By Kelly Zatlin, editor
We live in a broken world where over 45 million people are fighting a life and death battle because of their relationship with their food.
Statistics show that 80 percent of American women are dissatisfied with their appearance and 81 percent of ten year olds are afraid of getting fat.
In America, many women are afraid of food while 15 million children in different parts of the world die of starvation every year. Why is this?
Is it because women’s magazines have ten times more ads about weight loss than men’s magazines or because we as a nation spend $40 billion on diet-related products each year?
Women all across the nation are struggling with body image and eating disorders, and our campus is not exempt.
Natalie Sandbulte, student counselor and professor of psychology at Dordt, introduces some of her classes with these stats each semester and now wants to introduce these stats to all of Dordt.
With the help of Dr. Sandbulte, Dordt College will be recognizing National Eating Disorder Awareness Week on Feb. 21 – 25 by hosting events around campus.
Sandbulte hopes to raise awareness about eating disorders amongst the Dordt campus and community.
“Up to 20 percent of all college women have eating disorders,” said Sandbulte. “I’ve seen first-hand that women on campus are struggling, and I think we need to do more to prevent it.
“It’s one of the things I’m really passionate about in my work as a clinical psychologist. I’ve seen it devastate a lot of lives.”
All week long there are events planned around campus to help raise student awareness and promote possible change.
“One of the biggest things is a project called ‘Room with a View’,” said Sandbulte. “This is going to be a large visual display depicting the four stages of an eating disorder and what it would be like for someone to go through that. You get a feel for what it would be like.”
This will be located in the eckardt lounge and will include a box for comments and a prayer wall where people can post prayer requests for themselves and loved ones.
Monday Feb. 21 will be designated as “mirror-less Monday.”
Sandbulte hopes to commit everyone to covering up large public mirrors for the day with paper that is littered with encouraging messages.

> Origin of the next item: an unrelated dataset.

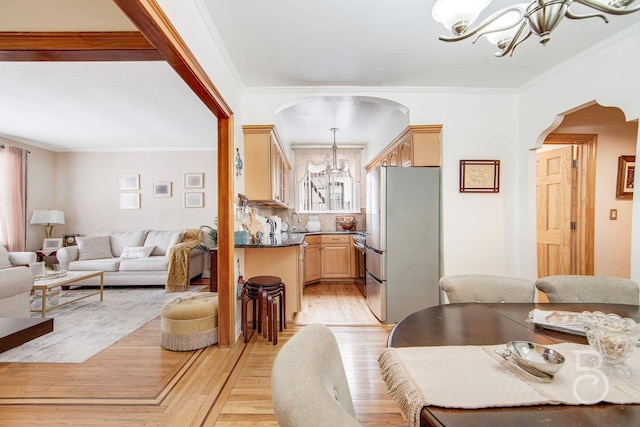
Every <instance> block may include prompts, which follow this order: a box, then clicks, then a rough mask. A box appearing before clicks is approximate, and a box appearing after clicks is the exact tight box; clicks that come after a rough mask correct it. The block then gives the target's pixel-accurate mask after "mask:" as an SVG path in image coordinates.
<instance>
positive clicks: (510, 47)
mask: <svg viewBox="0 0 640 427" xmlns="http://www.w3.org/2000/svg"><path fill="white" fill-rule="evenodd" d="M525 28H527V23H526V22H523V23H522V24H520V28H519V29H518V32H517V33H516V34H515V36H513V38H512V39H511V42H510V43H509V44H508V45H507V47H505V48H504V50H502V51H498V52H496V53H494V54H493V55H494V56H496V57H498V58H501V57H503V56H506V55H507V54H509V56H511V55H513V52H514V51H515V49H516V47H518V45H519V44H520V43H522V42H523V41H525V40H526V39H528V38H529V37H531V34H533V33H532V32H531V30H528V31H527V35H526V36H524V37H523V38H522V40H518V39H520V36H521V35H522V32H523V31H524V29H525Z"/></svg>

This is being done in hopes that women will realize that it does not matter what you look like.
There will also be a “Great Jeans Give-Away” encouraging women to give away an old pair of jeans that they do not fit into anymore.
“A lot of times people try to make their bodies something that they are genetically not,” said Sandbulte. “We can’t change our genes with the ‘G.’ Women need to embrace health, truth, and inner beauty.”
Jean drop-off locations will be in the Eckardt lounge, 55th Ave), and the lobby of Covenant hall. Jeans will be donated to a charity.
In addition, there will be a movie night on Wednesday Feb. 23, followed by a panel discussion about eating disorders.
One way for the male community at Dordt to get involved is through prayer. “Men’s prayer groups around campus are going to specifically be praying for women during that week,” said Sandbulte.
Sandbulte is encouraged that Student Services as well as the theater, art, and psychology departments are becoming involved and making this week possible.
“My goal this year is to just raise awareness,” said Sandbulte. “I’m really hoping we can make this an annual event.
This year I am focusing on making people aware so that they know just how broad the problem is.”
People at Dordt may not realize how much of a problem eating disorders really are here on campus.
“I don’t think we’re any different,” said Sandbulte. “You look at national stats and we fit right in there. A 20 percent prevalence rate is unbelievable.”